I've had a think, but I don't know.
*One thing I have had trouble with in the past is in conversation with a friend (or anyone) when you seriously disagree with what they're saying. For instance, I have two friends who listen to conspiracy theories about Covid, and I try to listen, but if you nod and give the 'I'm listening" signals, they think you're agreeing with them. I definitely value them as friends so I want to be supportive, but when they say extreme or hateful things, I can't. I generally say something like, "Oh no, I don't think that's the case" and try to turn the conversation, but I see now that what I'm doing is continuing the argument for that person. I can see from your post that it would be better to say something like, "I feel a bit uncomfortable talking about X, can we talk about something else?"

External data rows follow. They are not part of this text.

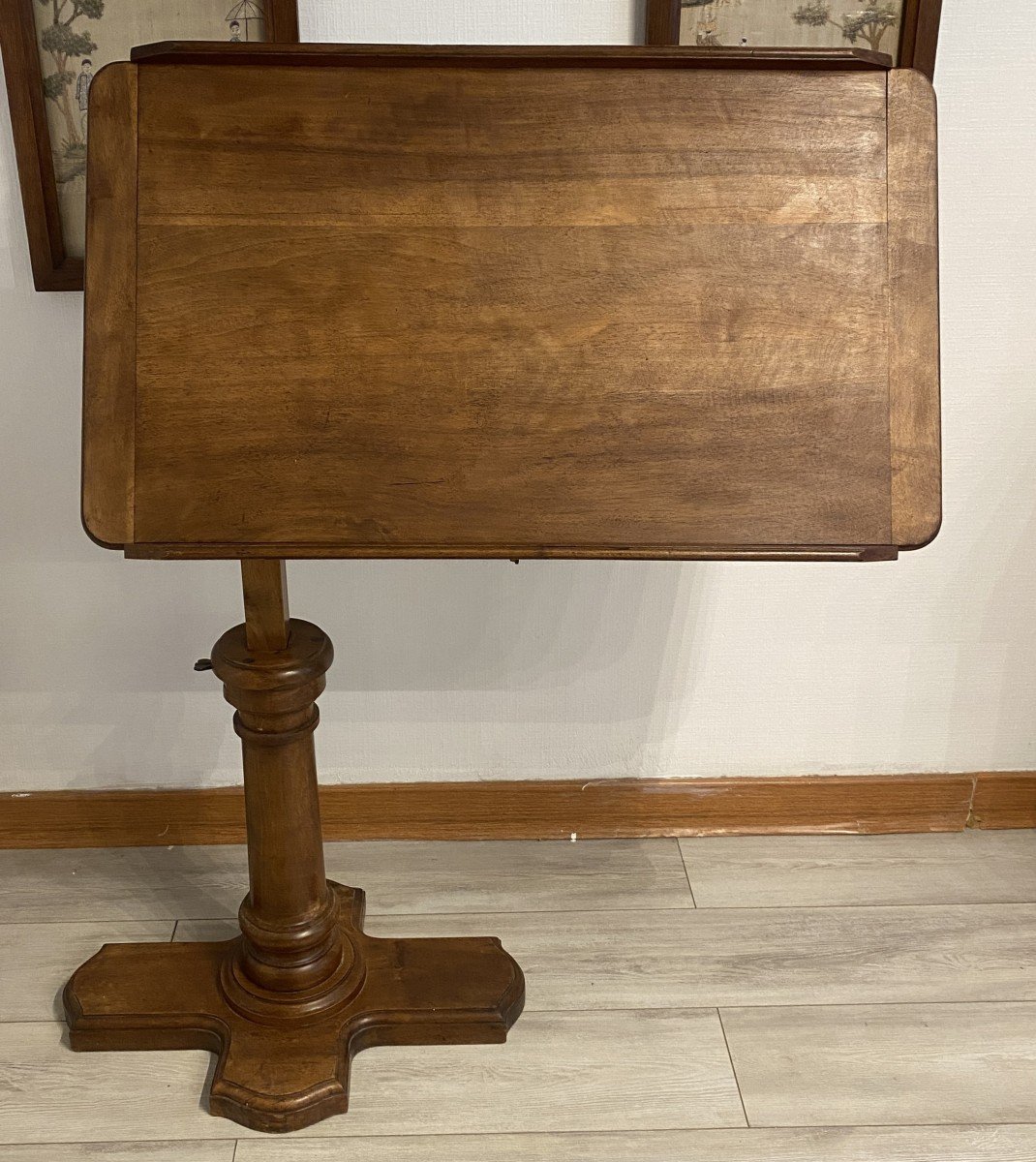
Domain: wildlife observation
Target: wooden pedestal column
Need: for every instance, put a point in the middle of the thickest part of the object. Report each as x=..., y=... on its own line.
x=302, y=989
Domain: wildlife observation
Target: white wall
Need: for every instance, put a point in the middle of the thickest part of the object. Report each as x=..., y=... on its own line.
x=554, y=669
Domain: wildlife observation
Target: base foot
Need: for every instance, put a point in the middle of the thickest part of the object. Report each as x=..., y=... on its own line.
x=281, y=1075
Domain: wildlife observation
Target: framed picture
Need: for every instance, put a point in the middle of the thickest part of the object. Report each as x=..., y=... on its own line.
x=906, y=30
x=52, y=49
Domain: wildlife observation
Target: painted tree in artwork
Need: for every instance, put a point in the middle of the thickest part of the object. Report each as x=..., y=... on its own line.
x=870, y=22
x=63, y=42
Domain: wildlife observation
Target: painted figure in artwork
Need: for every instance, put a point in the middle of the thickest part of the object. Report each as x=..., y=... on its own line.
x=65, y=40
x=706, y=26
x=248, y=17
x=82, y=82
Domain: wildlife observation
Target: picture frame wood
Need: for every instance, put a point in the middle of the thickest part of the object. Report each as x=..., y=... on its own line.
x=53, y=267
x=918, y=30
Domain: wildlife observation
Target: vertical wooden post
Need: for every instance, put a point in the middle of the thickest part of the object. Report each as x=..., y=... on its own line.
x=272, y=671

24 Nov 2021 11:59 AM - edited 24 Nov 2021 12:01 PM
24 Nov 2021 11:59 AM - edited 24 Nov 2021 12:01 PM
This is pretty much something I studied about 30 years ago and have tried to implement in most of my communication.
There are times ( probably less than 1% of my speech) when I just "speak my truth" straight without fear or favour, as that becomes essential at times to keep body mind and soul connected, but mostly I am disciplined about following these kinds of guidelines.
I am not talented at "I" statements or stating what I need, as I was raised with such low level of voice and low level of expectation, I simply do not know what many people from non trauma backgrounds take for granted.
Unfortunately, it has not been enough to protect me or my family, as many people do not bother with that level of self reflection or consideration.
There are problems with open and closed groups and feedback loops that make make "Assertive Communication Styles" insufficient cure for all social ills. Still its better than nothing, and I am left crossing my fingers for good luck.